Israel has been at the forefront of stem cell research almost since an American biologist, James Thomson, reported the first isolation and culturing of human embryonic stem cells in 1998. In 2006, the prestigious journal The Scientist reported that Israeli scientists had published more articles per capita on stem cell research, in the period 2000-2004, than scientists from any other country. Israel had 113 articles for every one million citizens. The closest competitor was Sweden with 82 articles. The US was sixth with 47 articles. Research in Israel has intensified since then, and there are presently ten separate research groups in the field.

The use of human embryos has raised moral questions among Christian circles in the US and led to former President Bush curbing government funds going to such research. There are, however, no Jewish prohibitions to hobble stem cell research in Israel. Jewish tradition, says Rabbi Elliott Dorff, a professor at the University of Judaism in California, regards the human fetus as being ‘like water’ for the first 40 days. Only from the 41st day is it regarded as a human being. “The Jewish religion would consider it far better to use (embryonic stem cells) for cures than to simply throw them away,” he said.

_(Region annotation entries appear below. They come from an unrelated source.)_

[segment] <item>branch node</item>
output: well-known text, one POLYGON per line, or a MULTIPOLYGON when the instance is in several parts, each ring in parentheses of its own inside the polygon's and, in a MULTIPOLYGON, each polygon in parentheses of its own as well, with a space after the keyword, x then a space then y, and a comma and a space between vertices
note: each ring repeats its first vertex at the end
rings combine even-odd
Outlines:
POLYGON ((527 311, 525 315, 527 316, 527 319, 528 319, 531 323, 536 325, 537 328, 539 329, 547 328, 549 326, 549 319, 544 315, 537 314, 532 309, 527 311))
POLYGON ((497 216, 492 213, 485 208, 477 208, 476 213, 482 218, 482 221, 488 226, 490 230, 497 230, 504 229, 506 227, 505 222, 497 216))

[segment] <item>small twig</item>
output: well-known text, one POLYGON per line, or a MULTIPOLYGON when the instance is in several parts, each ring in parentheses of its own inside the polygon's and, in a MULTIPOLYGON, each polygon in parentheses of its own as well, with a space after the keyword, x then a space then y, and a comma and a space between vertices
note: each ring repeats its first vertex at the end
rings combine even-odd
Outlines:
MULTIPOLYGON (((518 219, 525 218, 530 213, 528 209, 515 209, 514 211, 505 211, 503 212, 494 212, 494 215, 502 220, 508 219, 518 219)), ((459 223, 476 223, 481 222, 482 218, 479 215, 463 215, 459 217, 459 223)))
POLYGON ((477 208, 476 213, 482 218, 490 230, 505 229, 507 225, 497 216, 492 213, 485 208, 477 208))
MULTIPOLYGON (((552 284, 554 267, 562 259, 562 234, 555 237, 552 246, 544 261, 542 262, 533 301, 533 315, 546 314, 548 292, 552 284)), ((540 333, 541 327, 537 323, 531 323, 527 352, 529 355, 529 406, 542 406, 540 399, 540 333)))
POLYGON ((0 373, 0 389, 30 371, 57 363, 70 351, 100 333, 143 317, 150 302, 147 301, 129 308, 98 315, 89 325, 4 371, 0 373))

A leading Israeli researcher, Dr. Benjamin Reubinoff, said last year that clinical trials involving the use of human embryonic cells to replace diseased cells in patients suffering a variety of serious afflictions like Parkinson's Disease were expected to get underway in a few years. In the US, the government approved in January a clinical study into the use of embryonic stem cells in the treatment of spinal cord injuries. Eight to ten paraplegics are to receive stem cell injections this summer to see whether it revives sensation in their legs. It is not clear whether the Israeli finding will affect this experiment.